Industrial Silence is the debut album by Norwegian alternative rock band Madrugada, released on 30 August 1999. Produced by Kai Andersen and the band, the album contains the singles "Electric", "Higher" and "Beautyproof", in addition to the live staple "Vocal". A limited edition featuring a second disc containing three songs was initially released alongside the album. The band won the Norwegian Spellemann Award in the Rock category for the album in 2000, in addition to being nominated in the Newcomer of the Year category.

A fully remastered deluxe edition of the album was released on 5 July 2010, with an additional disc that included all tracks from the band's early EP's, B-sides and four previously unheard demo recordings. The remaster was carried out by Greg Calbi at Sterling Sound in New York.

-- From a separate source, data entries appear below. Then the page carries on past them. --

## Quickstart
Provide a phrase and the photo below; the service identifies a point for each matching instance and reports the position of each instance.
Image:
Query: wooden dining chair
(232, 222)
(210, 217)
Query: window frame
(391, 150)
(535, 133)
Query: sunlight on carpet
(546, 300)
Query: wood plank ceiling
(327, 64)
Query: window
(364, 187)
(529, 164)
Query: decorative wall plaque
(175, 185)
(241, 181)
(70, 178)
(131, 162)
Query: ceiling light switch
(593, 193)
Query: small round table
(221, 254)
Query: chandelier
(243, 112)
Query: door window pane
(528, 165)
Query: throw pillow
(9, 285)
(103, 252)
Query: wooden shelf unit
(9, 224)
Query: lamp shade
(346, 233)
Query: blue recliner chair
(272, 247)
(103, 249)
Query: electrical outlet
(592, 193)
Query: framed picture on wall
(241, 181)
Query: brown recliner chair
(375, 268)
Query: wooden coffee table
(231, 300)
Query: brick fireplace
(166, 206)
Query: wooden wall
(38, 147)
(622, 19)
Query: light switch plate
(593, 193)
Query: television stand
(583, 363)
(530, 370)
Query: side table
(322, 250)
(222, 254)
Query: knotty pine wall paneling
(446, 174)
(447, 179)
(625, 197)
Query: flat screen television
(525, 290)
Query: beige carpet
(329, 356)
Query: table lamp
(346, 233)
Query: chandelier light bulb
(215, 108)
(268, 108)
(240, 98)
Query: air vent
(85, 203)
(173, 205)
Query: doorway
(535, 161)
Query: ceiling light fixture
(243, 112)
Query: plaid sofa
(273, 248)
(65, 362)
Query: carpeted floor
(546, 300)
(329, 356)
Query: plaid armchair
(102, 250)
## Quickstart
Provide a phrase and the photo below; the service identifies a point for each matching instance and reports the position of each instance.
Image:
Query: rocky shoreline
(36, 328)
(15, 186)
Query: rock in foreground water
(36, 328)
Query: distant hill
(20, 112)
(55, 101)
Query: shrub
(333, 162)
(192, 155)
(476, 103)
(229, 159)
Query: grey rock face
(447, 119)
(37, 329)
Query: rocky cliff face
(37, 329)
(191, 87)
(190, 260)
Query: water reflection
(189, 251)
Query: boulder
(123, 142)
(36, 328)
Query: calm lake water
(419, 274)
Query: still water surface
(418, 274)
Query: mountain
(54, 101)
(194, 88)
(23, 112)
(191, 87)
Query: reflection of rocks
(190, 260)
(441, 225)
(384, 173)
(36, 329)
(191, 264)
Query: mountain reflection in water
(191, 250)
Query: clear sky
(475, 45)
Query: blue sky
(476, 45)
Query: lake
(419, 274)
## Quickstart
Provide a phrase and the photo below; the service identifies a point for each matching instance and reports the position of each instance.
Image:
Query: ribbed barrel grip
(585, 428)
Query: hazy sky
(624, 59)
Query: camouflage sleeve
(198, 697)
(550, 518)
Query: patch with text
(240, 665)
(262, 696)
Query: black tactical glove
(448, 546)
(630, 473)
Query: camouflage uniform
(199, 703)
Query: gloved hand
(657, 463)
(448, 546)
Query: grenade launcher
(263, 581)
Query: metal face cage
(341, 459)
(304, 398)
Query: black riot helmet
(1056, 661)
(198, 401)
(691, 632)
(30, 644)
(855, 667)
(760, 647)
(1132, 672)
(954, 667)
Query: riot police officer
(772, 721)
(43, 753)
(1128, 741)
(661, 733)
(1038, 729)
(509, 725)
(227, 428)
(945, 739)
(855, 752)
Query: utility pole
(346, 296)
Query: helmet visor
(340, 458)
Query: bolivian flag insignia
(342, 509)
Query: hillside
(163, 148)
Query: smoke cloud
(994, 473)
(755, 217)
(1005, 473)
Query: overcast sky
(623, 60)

As of 2002, the album has sold 250,000 copies according to Billboard.

Professional ratings
Review scores
| Source | Rating |
| Allmusic | Star |
| Panorama.no | Star |

==Track listing==

| No. | Title | Length |
|---|---|---|
| 1. | "Vocal" | 6:28 |
| 2. | "Beautyproof" | 3:57 |
| 3. | "Shine" | 4:14 |
| 4. | "Higher" | 4:47 |
| 5. | "Sirens" | 6:16 |
| 6. | "Strange Colour Blue" | 5:06 |
| 7. | "This Old House" | 5:07 |
| 8. | "Electric" | 4:55 |
| 9. | "Salt" | 4:53 |
| 10. | "Belladonna" | 4:21 |
| 11. | "Norwegian Hammerworks Corp." | 5:28 |
| 12. | "Quite Emotional" | 4:18 |
| 13. | "Terraplane" | 4:05 |
| Total length: |  | 63:43 |

Limited edition (Disc 2)
| No. | Title | Length |
|---|---|---|
| 1. | "Wheelchair" | 4:32 |
| 2. | "Move" | 4:12 |
| 3. | "Sweet Simone" (live demo version) | 4:13 |

Deluxe edition (Disc 2)
| No. | Title | Length |
|---|---|---|
| 1. | "Wheelchair" | 4:32 |
| 2. | "Move" | 4:12 |
| 3. | "Sweet Simone" (live demo) | 4:13 |
| 4. | "Strange Colour Blue" (alternative version) | 4:31 |
| 5. | "Highway 2.000.000" | 4:10 |
| 6. | "Oceanliner" | 4:47 |
| 7. | "The Riverbed" | 4:45 |
| 8. | "Tonight I Have No Words For You" | 4:57 |
| 9. | "1990" | 3:15 |
| 10. | "I'm Life's Wonderful Way Of Letting You Down" | 4:12 |
| 11. | "Bill Skins Fifth" | 3:27 |
| 12. | "Mother of Earth" | 4:22 |
| 13. | "Legends and Bones" (from The Shit City Sessions) | 3:12 |
| 14. | "Step Into My Mirror" | 3:01 |
| 15. | "Hush Sleep Tonight" (1996 demo) | 3:41 |
| 16. | "Shine" (1996 demo) | 4:05 |
| 17. | "I'm In Love With You" | 4:31 |
| 18. | "This Must Be The Song That Will Pay My Bills" (demo) | 5:09 |

==Personnel==
Madrugada
- Robert S. Burås – guitars, harmonica, production, cover design, photography
- Sivert Høyem – vocals, production, cover design
- Frode Jacobsen – bass guitar, production, engineer (track 13), cover design, photography
- Jon Lauvland Pettersen – drums, percussion, production, cover design, photography
Additional personnel
- Jon Terje Rovedal – electric piano (track 2), electric organ (track 7, 8, 9, 11)
- Ole Henrik Moe – violin (track 3), saw (track 11)
- Bob Egan – lap steel guitar (track 3), pedal steel guitar (track 4, 5, 7, 8, 10)
- Kai Andersen – production, engineering
- Hans Olav Grøttheim – engineering
- John Agnello – mixing
- Chris Mazer – engineering, mixing assistant
- Dan – mixing assistant
- Wild Wes – mixing assistant
- Greg Calbi – mastering
- Alen – cover design
- Jacob Normann Jacobsen – photography
- Raymond Mosken – photography

==Certifications==

| Region | Certification | Certified units/sales |
| Norway (IFPI Norway) | Platinum | 50,000^{*} |
Summaries
| France & Germany | — | 50,000 |
| Worldwide | — | 250,000 |
^{*} Sales figures based on certification alone.